Haïti : le tremblement de terre réveille le traumatisme de 2010
Sibille Buehlmann, spécialiste en réadaptation chez Handicap International, raconte la situation en Haïti après le tremblement de terre du samedi 14 août 2021.
Devant les décombres d'un hôtel après le tremblement de terre du 14 août 2021 aux Cayes, dans le Sud-ouest d'Haïti | © Stanley LOUIS / AFP
Les bilans actuels font état de plus de 1.400 morts, 6.900 blessés et des dégâts importants dans le Sud-Est du pays. Sibille BUEHLMANN témoigne depuis Port-au-Prince de la situation actuelle dans le pays.
Une population traumatisée
Le tremblement de terre a été ressenti dans tout le pays. Juste après la secousse, tout le monde est sorti dans la rue, à l’extérieur des bâtiments, pour se protéger des possibles effondrements. C’est la consigne de sécurité ici en cas de séisme.
Les réseaux de téléphonie mobile ont très vite été saturés. Tout le monde prenait des nouvelles des proches. Chez HI, on s’est tout de suite renseignés sur la situation de chaque membre de l’équipe. Tout le monde allait bien.
Des répliques ont eu lieu la journée et jusqu’à tard dans la nuit. C’est épuisant. Pour beaucoup, en plus des morts et des blessés, le tremblement de terre réveille le traumatisme de 2010 avec le terrible séisme qui a tué plus de 200.000 personnes. J’ai des amis dans le Nord du pays qui ont dormi dehors la nuit par peur des secousses.
Haïti touchée par des crises multiples
Le tremblement de terre de samedi est un véritable coup dur. Sur les réseaux sociaux, on voit que la population est abattue par les catastrophes en chaine : Pourquoi nous ? Pourquoi devons-nous subir tout cela ? La situation ne fait que de se dégrader depuis deux ans environ avec une insécurité marquée par la guerre de gangs, qui semble incontrôlable, et une violence politique arrivée à son comble cet été avec l’assassinat du Président.
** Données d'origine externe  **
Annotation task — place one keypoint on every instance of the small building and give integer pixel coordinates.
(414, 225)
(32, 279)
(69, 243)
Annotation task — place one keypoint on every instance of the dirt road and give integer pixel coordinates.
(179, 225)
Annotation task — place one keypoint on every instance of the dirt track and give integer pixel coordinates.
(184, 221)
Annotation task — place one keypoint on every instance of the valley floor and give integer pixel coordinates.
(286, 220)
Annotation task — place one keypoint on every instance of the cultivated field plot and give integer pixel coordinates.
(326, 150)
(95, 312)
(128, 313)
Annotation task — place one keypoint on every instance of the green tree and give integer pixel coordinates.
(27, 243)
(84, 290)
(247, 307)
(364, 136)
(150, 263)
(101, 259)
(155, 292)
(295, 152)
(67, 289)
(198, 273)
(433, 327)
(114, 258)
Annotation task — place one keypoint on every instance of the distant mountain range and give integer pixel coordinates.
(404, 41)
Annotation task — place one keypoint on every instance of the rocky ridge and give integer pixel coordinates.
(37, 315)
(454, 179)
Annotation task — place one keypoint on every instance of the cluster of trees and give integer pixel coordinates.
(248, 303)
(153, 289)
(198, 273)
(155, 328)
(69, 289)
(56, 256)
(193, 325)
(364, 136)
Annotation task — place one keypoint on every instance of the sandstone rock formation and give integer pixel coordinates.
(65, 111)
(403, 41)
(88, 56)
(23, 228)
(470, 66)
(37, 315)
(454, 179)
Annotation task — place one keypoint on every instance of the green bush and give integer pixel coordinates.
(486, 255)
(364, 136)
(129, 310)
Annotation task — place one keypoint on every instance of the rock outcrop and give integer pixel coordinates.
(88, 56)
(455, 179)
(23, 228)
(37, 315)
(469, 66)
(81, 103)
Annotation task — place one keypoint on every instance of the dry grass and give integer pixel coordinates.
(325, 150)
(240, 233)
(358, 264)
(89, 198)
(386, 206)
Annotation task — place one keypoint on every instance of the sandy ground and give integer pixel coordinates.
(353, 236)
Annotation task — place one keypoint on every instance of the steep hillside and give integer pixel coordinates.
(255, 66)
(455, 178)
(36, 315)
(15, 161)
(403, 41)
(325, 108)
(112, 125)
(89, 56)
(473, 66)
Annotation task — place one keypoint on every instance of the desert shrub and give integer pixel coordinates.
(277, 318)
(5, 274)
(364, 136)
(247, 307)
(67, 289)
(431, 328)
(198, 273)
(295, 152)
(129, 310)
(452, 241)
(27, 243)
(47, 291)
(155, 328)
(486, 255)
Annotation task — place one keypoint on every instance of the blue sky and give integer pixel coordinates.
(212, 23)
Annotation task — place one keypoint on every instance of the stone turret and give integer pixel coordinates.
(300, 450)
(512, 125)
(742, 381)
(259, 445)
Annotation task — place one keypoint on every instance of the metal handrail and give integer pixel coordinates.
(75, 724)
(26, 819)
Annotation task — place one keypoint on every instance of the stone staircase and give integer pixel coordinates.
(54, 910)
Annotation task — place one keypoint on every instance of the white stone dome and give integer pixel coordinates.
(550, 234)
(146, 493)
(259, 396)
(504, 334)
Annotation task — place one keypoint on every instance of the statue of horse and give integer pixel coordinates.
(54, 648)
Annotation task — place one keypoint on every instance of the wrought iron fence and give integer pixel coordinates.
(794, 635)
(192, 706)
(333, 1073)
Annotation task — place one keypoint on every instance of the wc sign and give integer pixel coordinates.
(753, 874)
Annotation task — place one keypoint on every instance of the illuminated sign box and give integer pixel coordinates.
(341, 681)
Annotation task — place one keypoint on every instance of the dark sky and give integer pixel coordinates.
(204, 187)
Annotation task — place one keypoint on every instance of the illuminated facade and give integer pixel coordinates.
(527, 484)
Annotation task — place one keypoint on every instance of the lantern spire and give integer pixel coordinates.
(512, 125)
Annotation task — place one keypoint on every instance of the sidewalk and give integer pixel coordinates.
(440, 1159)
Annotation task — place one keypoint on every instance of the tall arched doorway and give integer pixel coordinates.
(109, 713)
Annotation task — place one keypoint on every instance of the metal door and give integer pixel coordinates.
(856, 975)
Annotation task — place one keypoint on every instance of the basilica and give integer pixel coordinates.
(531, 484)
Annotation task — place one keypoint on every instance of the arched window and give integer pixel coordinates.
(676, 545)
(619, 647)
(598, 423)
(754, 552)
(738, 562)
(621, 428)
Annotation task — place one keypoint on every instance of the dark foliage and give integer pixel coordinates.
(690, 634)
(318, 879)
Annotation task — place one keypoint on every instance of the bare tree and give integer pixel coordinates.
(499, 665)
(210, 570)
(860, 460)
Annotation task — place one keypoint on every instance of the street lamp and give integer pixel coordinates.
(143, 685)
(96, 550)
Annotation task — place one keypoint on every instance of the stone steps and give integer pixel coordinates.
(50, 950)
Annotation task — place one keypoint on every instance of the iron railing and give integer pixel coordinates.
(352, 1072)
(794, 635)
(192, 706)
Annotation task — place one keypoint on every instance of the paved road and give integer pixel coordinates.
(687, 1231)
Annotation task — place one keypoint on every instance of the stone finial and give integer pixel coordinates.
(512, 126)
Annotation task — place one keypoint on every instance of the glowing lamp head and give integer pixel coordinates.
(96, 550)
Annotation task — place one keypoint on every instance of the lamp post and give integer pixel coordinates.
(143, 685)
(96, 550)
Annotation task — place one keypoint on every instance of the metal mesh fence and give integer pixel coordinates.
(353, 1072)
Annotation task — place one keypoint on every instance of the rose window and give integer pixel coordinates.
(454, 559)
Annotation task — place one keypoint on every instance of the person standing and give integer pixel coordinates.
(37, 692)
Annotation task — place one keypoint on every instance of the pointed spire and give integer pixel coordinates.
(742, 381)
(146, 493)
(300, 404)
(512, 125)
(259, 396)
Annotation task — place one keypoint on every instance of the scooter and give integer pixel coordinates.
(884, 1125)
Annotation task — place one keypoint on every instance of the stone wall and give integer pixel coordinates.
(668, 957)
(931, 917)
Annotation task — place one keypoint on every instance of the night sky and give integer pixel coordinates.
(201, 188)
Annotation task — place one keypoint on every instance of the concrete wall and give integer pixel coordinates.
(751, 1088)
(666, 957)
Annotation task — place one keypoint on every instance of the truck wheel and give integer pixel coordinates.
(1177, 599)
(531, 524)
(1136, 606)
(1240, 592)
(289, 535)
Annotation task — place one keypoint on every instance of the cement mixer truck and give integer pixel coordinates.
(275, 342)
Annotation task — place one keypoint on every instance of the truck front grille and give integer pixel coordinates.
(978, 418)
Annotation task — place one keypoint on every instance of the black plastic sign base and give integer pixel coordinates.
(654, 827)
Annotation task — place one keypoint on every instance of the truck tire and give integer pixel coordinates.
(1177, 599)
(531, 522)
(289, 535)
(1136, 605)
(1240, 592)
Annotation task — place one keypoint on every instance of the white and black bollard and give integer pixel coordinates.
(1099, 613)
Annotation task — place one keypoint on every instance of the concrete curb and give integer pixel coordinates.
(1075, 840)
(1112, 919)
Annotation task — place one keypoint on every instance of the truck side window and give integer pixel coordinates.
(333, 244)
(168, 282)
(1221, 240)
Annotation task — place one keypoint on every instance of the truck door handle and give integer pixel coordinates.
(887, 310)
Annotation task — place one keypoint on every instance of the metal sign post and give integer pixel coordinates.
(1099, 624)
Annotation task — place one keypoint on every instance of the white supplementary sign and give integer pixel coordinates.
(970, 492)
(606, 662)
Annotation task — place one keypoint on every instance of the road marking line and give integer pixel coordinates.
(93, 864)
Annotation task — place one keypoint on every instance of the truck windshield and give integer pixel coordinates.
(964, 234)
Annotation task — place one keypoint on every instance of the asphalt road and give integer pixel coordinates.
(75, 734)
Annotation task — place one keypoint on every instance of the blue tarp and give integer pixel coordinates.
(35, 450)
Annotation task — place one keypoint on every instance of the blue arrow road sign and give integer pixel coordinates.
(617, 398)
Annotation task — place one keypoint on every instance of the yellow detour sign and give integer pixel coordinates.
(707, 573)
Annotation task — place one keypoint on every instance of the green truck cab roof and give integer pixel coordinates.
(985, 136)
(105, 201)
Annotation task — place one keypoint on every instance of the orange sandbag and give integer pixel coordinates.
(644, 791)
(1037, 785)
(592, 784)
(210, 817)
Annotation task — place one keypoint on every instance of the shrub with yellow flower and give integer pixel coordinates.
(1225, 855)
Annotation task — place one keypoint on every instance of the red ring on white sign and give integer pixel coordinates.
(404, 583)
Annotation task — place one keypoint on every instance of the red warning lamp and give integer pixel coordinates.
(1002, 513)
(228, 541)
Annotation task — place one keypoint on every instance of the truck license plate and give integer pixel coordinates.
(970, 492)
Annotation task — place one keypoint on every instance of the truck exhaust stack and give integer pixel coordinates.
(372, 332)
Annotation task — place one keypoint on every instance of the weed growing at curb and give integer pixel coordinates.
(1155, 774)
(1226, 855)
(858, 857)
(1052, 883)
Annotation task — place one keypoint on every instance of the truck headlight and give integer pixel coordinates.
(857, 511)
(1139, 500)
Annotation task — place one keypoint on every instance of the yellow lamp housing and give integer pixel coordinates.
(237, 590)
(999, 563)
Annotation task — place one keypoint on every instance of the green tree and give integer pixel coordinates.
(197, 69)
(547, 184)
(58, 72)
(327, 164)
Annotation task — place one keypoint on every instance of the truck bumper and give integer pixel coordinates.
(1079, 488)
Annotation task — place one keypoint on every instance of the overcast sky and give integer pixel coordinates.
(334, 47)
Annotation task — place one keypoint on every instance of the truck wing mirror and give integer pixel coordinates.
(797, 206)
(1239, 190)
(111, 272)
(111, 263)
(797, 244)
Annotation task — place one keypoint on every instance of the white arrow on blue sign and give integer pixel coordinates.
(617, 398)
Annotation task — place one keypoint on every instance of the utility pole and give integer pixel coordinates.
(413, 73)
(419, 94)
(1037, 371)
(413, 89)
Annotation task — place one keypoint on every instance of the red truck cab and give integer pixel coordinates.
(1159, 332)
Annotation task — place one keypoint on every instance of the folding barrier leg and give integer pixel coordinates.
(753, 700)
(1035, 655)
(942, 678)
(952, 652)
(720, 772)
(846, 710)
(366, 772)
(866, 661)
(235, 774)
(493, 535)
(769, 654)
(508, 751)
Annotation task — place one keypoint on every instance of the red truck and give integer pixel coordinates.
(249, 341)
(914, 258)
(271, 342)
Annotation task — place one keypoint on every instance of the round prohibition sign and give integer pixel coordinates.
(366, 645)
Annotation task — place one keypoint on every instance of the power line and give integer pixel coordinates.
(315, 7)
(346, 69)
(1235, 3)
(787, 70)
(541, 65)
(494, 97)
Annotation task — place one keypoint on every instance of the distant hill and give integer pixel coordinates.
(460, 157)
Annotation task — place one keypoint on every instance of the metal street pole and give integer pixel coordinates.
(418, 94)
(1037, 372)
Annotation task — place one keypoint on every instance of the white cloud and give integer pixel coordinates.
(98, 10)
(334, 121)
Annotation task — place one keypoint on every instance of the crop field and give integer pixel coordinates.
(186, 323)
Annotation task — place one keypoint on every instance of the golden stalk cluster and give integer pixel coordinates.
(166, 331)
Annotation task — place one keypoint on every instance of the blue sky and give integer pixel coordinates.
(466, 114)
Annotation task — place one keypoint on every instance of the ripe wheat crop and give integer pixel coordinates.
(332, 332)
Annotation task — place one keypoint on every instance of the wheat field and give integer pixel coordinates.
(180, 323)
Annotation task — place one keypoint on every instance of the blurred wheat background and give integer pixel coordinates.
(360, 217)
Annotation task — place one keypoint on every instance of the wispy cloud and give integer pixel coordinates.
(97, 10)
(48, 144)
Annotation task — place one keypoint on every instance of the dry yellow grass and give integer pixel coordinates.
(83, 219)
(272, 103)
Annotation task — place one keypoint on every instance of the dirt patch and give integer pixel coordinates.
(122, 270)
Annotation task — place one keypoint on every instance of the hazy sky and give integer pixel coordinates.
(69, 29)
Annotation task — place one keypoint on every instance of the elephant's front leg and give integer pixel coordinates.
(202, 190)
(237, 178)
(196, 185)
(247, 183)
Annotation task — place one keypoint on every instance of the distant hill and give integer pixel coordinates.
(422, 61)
Nous vivons dans un climat très anxiogène et le tremblement du 14 août est une épreuve de plus.
Jusqu’à récemment, la principale route au sud de Port-au-Prince (qui permet d’accéder au sud du pays) était une véritable zone de guerre. Elle était coupée. Nous avons dans cette zone une plateforme logistique maritime que nous pourrions utiliser pour acheminer de l’aide humanitaire. Nous étudions cette possibilité…
La rééducation est quasi vitale
Nous envoyons une équipe pour évaluer les besoins. Pour HI, la priorité sera la rééducation post-opératoire : assurer la rééducation des blessés qui ont eu une opération chirurgicale. Dans un pays comme Haïti avec une population très pauvre et très vulnérable, qui a peu de moyen de se déplacer, l’enjeu est de rendre accessible l’aide humanitaire : souvent, dans ce type de situations, nous installons souvent des postes avancés de rééducation au sein même des communautés. Organiser des équipes mobiles qui assurent des tournées dans les villages est aussi une option. Cela permet d’aller directement auprès des personnes qui ont besoin de rééducation. En plus, nous apportons souvent un soutien en rééducation aux équipes médicales dans les hôpitaux : soit en renforçant leurs effectifs, soit en les conseillant pour une bonne prise en charge en rééducation.
Depuis 2010, Handicap International est un acteur majeur de la rééducation en Haïti. L’association a permis de structurer les services de rééducation nationaux qui étaient quasi-inexistants il y a dix ans.
À l’heure actuelle, les hôpitaux du Sud-Est sont débordés par le flux de blessés et dans ce genre de situation le risque d’infection à cause du manque d’équipes médicales et d’équipements médicaux est très élevé. Le risque pour les personnes avec des fractures qui ne se font pas opérer ou mal opérer, c’est d’avoir des séquelles invalidantes.
Mais même après une opération qui s’est bien passée, la rééducation est essentielle pour regagner la mobilité des membres touchés, au bras ou au jambe. En Haïti, les personnes ont presque tous un travail manuel : cultiver un lopin de terre, réparer des objets en tout genre, être main d’œuvre payé à la journée… La mobilité physique est quasiment vitale pour avoir un revenu à apporter à la famille.